[SPARK-19796][CORE] Fix serialization of long property values in TaskDescription

## What changes were proposed in this pull request? The properties that are serialized with a TaskDescription can have very long values (eg. "spark.job.description" which is set to the full sql statement with the thrift-server). DataOutputStream.writeUTF() does not work well for long strings, so this changes the way those values are serialized to handle longer strings. ## How was this patch tested? Updated existing unit test to reproduce the issue. All unit tests via jenkins. Author: Imran Rashid <irashid@cloudera.com> Closes #17140 from squito/SPARK-19796.
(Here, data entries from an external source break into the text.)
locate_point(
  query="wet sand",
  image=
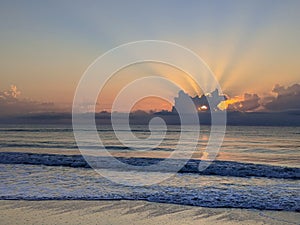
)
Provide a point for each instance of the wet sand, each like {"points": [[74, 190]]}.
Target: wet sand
{"points": [[132, 212]]}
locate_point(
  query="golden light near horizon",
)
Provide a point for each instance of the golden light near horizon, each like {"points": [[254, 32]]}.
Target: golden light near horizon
{"points": [[143, 70]]}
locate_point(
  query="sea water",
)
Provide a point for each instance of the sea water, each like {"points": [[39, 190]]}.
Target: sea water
{"points": [[256, 168]]}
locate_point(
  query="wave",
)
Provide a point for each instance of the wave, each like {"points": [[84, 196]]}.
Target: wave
{"points": [[220, 168]]}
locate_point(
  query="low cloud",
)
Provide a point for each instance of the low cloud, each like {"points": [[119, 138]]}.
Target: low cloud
{"points": [[286, 99], [11, 104], [250, 102]]}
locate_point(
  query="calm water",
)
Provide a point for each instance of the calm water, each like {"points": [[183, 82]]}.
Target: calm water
{"points": [[254, 177]]}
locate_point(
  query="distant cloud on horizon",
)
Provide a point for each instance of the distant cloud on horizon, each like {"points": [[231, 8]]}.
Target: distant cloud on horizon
{"points": [[11, 105], [287, 98]]}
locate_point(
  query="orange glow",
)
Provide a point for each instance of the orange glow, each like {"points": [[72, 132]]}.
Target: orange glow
{"points": [[224, 105], [203, 108]]}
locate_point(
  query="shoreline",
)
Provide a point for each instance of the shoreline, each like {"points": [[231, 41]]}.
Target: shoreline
{"points": [[133, 212]]}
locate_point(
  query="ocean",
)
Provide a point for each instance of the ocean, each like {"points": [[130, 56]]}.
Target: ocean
{"points": [[256, 168]]}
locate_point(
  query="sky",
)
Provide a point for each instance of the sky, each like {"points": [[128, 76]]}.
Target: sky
{"points": [[250, 46]]}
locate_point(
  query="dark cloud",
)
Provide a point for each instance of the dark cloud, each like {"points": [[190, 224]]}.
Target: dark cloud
{"points": [[10, 104], [249, 103], [287, 98]]}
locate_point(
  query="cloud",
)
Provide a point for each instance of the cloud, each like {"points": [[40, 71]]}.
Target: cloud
{"points": [[287, 98], [10, 104], [249, 102]]}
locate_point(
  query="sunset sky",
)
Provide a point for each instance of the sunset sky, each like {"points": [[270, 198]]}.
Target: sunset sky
{"points": [[47, 45]]}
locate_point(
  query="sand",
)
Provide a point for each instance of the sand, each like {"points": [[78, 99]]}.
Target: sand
{"points": [[132, 212]]}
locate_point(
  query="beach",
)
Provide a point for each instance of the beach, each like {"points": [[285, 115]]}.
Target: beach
{"points": [[133, 212]]}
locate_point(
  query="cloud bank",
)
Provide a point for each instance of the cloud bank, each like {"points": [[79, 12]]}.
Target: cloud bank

[SPARK-19796][CORE] Fix serialization of long property values in TaskDescription
12bf8324 · Imran Rashid · 096df6d9 · 12bf8324 · 12bf8324
Commit 12bf8324 authored 8 years ago by Imran Rashid
--- a/core/src/main/scala/org/apache/spark/scheduler/TaskDescription.scala
+++ b/core/src/main/scala/org/apache/spark/scheduler/TaskDescription.scala
@@ -19,6 +19,7 @@ package org.apache.spark.scheduler

 import java.io.{DataInputStream, DataOutputStream}
 import java.nio.ByteBuffer
+import java.nio.charset.StandardCharsets
 import java.util.Properties

 import scala.collection.JavaConverters._
@@ -86,7 +87,10 @@ private[spark] object TaskDescription {
    dataOut.writeInt(taskDescription.properties.size())
    taskDescription.properties.asScala.foreach { case (key, value) =>
      dataOut.writeUTF(key)
-      dataOut.writeUTF(value)
+      // SPARK-19796 -- writeUTF doesn't work for long strings, which can happen for property values
+      val bytes = value.getBytes(StandardCharsets.UTF_8)
+      dataOut.writeInt(bytes.length)
+      dataOut.write(bytes)
    }

    // Write the task. The task is already serialized, so write it directly to the byte buffer.
@@ -124,7 +128,11 @@ private[spark] object TaskDescription {
    val properties = new Properties()
    val numProperties = dataIn.readInt()
    for (i <- 0 until numProperties) {
-      properties.setProperty(dataIn.readUTF(), dataIn.readUTF())
+      val key = dataIn.readUTF()
+      val valueLength = dataIn.readInt()
+      val valueBytes = new Array[Byte](valueLength)
+      dataIn.readFully(valueBytes)
+      properties.setProperty(key, new String(valueBytes, StandardCharsets.UTF_8))
    }

    // Create a sub-buffer for the serialized task into its own buffer (to be deserialized later).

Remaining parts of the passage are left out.